Thursday, 21 July 2011

Cloud computing reduces carbon emissions says a Carbon Disclosure Project study

CDP logo According to a study from the Carbon Disclosure Project (CDP), large US companies that use cloud computing will be able to save $12.3bn in energy costs and 85.7 million metric tons of CO2 emissions annually by 2020. The energy savings are equivalent to 200 million barrels of oil – enough to power 5.7 million cars for one year.

The study ‘Cloud Computing: The IT Solution for the 21st Century’ was conducted by Verdantix and sponsored by AT&T. In-depth interviews were carried out with multi-national firms in various industry sectors who had adopted cloud services for at least two years. Many of those interviewed reported cost savings as a primary motivator, with anticipated cost reductions as high as 40–50%.

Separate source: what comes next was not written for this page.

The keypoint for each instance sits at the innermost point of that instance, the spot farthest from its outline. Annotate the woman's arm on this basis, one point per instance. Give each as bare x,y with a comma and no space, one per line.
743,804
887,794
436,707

The study found that significant non-monetary benefits can also be achieved with cloud computing, including business process efficiency and increased organisational flexibility. As well as the energy and emissions savings, the research found that cloud computing benefits include:

  • Helping users avoid capital investments in infrastructure

  • Improved time-to-market

  • Greater flexibility in resource use

  • Avoiding the continual maintenance of excess capacity needed to handle short-term demands

  • Improved automation that helps drive process efficiencies

Paul Stemmler from Citigroup (one of the companies interviewed) commented: “Carbon reduction is one driver, but not the primary driver. The primary driver is time to market.  Developers used to take 45 days to get new servers, but in the internal cloud infrastructure that we operate in our own private network, it takes just a couple of minutes.”

The study also found that companies plan to accelerate their adoption of cloud computing from 10% to 69% of their IT spend by 2020.

 

 

It’s not always clear whether the comments are about IT services delivered through a cloud or the use of an internal cloud, but either way I don’t think there are any great revelations here. Cloud computing can certainly be more efficient in delivering IT because it can make better use of resources, whether internal or external. As well as cost savings there is a lot more flexibility, which is the basis of all the other benefits mentioned.

But while cloud computing can be more efficient, and hence save power and emissions, it doesn’t mean it always is. Much depends on how much power is wasted in the data centre delivering the service (and the type of energy it uses), as well as things like virtual server sprawl in the IT infrastructure itself.

If you’re primarily looking for cost savings and flexibility then the energy and emissions savings may not be an issue. This research suggests that there will, in any case, be significant environmental gains along the way for the market as a whole. But if energy and emissions are a significant part of the reason to adopt cloud computing, then you really need to look much more closely at how the service is being delivered in order to be sure it really is greener IT.